Difatti, sebbene tale principio possa ritenersi già implicitamente presente nell’ordinamento quale garanzia della parità negoziale, nella contrattualistica pubblica esso ha spesso subito un’attenuazione, traducendosi in un assetto contrattuale sbilanciato a sfavore della parte privata e ciò in ragione della prevalenza dell’interesse pubblico, con la conseguenza di rendere il riequilibrio contrattuale un obiettivo secondario rispetto alla tutela delle esigenze della pubblica amministrazione.
I contratti c.d. commutativi, come il contratto di appalto, sono retti dal principio di corrispettività fra prestazione e controprestazione (c.d. equilibrio sinallagmatico).
Tale equilibrio deve accompagnare il rapporto contrattuale per tutta la sua durata distinguendosi tra sinallagma genetico e sinallagma funzionale.

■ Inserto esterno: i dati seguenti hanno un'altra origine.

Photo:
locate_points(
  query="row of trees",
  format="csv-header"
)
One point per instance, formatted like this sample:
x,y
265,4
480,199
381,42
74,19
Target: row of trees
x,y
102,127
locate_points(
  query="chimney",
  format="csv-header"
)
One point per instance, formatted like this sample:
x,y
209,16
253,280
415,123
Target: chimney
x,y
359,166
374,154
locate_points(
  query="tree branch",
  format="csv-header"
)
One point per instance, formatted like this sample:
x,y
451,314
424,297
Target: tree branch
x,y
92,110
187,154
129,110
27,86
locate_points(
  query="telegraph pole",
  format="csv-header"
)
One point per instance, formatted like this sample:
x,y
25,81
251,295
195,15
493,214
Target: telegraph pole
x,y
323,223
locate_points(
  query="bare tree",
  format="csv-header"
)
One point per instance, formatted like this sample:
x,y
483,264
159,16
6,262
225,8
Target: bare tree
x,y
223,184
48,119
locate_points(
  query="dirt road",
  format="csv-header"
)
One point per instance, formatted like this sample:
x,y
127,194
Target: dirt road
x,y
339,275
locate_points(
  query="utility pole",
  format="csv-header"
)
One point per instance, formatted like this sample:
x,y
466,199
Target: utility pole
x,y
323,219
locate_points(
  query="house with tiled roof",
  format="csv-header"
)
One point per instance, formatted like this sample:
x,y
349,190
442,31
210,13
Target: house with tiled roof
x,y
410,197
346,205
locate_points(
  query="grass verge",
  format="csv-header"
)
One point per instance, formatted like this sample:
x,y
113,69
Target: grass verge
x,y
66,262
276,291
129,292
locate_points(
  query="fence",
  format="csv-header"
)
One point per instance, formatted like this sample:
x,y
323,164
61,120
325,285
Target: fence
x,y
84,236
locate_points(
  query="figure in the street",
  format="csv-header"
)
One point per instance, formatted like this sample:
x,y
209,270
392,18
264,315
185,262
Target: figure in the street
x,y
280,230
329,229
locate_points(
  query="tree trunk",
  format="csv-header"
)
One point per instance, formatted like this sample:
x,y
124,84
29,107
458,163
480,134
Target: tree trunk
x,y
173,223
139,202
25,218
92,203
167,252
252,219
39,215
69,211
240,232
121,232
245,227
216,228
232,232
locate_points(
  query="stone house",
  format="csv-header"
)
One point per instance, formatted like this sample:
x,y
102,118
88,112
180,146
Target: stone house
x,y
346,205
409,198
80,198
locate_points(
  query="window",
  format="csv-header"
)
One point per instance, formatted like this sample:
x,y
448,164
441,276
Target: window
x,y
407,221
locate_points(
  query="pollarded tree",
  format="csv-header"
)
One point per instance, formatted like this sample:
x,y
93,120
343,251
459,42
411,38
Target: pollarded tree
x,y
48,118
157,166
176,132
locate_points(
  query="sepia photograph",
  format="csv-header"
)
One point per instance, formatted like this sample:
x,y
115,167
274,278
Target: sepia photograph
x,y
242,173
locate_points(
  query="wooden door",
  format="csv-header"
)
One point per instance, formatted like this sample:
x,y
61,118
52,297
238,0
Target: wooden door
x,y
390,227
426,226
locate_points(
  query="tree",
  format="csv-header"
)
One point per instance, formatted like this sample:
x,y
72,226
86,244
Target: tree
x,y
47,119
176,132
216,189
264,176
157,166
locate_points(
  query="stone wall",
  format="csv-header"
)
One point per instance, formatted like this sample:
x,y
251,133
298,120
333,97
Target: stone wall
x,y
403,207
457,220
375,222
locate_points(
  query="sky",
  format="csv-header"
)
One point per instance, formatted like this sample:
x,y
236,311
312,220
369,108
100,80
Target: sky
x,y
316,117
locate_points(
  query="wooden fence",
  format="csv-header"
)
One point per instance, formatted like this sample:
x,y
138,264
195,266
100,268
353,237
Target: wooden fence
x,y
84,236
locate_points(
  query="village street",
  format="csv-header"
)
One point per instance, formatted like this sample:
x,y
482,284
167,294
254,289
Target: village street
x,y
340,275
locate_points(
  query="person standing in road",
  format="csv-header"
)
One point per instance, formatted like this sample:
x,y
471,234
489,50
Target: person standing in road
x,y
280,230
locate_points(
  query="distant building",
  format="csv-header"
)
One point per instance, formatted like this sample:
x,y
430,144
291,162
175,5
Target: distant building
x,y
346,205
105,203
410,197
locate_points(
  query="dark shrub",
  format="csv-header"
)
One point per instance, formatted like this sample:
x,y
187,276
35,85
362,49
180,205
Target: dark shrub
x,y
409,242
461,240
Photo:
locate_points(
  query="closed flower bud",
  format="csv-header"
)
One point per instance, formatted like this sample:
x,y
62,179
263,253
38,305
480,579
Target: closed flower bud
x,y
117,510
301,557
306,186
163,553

Nel primo caso, la carenza può comportare la nullità del contratto per difetto di causa; nel secondo la parte penalizzata potrà optare per dei rimedi abdicativi (rectius: caducatori), che determinano la liberazione dal vincolo contrattuale, o per dei rimedi manutentivi, che consentono di distribuire il pregiudizio sopravvenuto tra le parti attraverso una modifica del contratto che ne garantisca la conservazione.
Le considerazioni di matrice civilistica sin qui svolte devono però essere necessariamente calate nel peculiare contesto della contrattualistica pubblica dove la pubblica amministrazione, pur agendo come contraente, conserva prerogative di natura pubblicistica anche nella fase esecutiva.

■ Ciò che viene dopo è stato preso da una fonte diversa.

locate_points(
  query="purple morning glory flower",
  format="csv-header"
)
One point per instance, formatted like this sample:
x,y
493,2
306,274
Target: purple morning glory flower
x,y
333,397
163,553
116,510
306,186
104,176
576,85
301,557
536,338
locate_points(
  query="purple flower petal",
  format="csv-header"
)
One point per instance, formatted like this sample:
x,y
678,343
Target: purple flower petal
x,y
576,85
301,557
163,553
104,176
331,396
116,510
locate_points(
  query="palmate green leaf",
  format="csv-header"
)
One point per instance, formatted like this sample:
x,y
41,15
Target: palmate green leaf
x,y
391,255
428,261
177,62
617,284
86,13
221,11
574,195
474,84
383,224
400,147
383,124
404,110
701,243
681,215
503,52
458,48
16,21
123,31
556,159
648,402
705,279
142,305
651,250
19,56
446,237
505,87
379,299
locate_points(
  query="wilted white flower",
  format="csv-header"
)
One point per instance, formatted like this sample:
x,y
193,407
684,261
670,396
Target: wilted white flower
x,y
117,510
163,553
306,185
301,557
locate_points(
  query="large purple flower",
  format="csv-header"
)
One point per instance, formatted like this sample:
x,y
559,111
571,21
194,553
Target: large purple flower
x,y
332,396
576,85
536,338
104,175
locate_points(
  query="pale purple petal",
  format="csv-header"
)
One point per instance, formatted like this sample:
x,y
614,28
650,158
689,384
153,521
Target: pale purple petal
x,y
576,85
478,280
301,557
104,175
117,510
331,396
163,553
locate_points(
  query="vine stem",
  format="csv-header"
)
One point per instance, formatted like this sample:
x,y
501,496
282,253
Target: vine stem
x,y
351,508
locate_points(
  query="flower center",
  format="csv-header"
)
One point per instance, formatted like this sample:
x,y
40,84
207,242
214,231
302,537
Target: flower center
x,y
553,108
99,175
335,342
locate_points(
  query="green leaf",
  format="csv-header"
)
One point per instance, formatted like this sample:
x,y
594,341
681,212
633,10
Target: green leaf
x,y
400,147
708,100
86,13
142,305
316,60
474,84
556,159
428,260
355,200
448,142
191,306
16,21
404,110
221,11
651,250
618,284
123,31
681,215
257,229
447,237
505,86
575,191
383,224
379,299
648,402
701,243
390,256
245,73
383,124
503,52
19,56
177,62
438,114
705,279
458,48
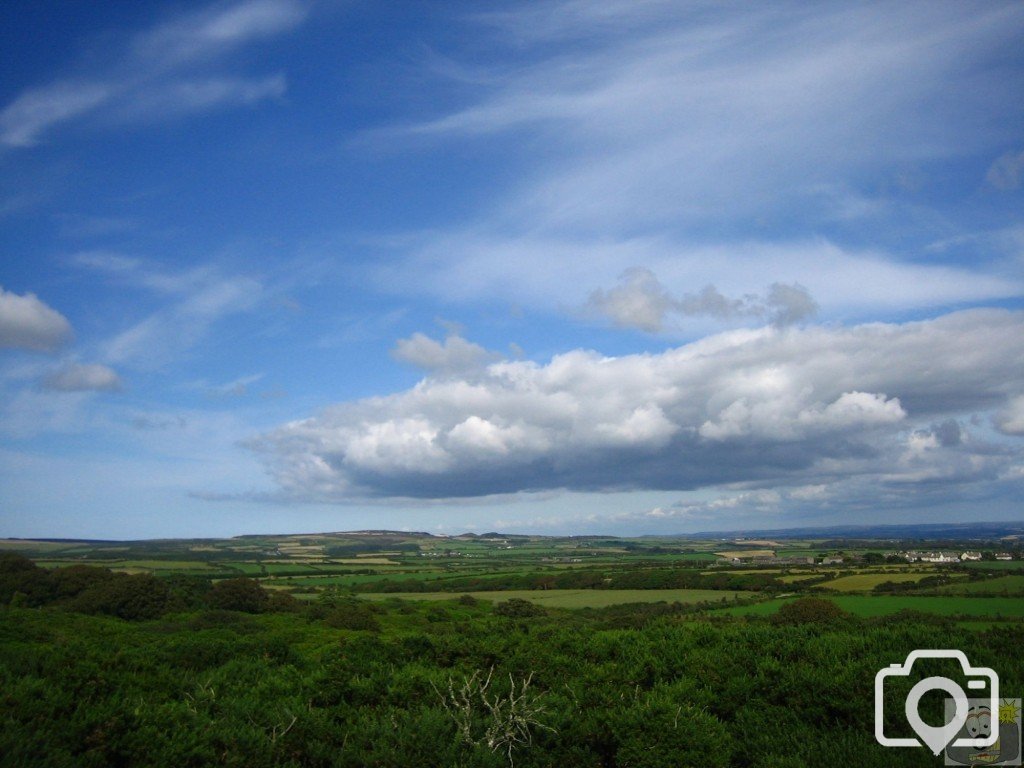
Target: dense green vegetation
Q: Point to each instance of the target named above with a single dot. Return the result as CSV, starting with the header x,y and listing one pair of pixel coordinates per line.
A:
x,y
528,657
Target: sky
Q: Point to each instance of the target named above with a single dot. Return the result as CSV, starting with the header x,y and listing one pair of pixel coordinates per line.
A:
x,y
580,266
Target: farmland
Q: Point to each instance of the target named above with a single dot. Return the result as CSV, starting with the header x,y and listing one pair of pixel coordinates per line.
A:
x,y
351,649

In tal senso si è parlato di “natura bifasica” dei contratti pubblici, distinguendo nettamente la fase pubblicistica di scelta del contraente e la fase privatistica di esecuzione del contratto, nella quale l’interesse pubblico continua a permeare anche la fase esecutiva.
Per far fronte a tale peculiarità la dottrina ha sviluppato il c.d “paradigma della specialità”, secondo cui il contratto pubblico, pur rientrando nella categoria generale del contratto d’appalto, si configura come una species distinta, caratterizzata da un regime giuridico peculiare che ne condiziona la disciplina.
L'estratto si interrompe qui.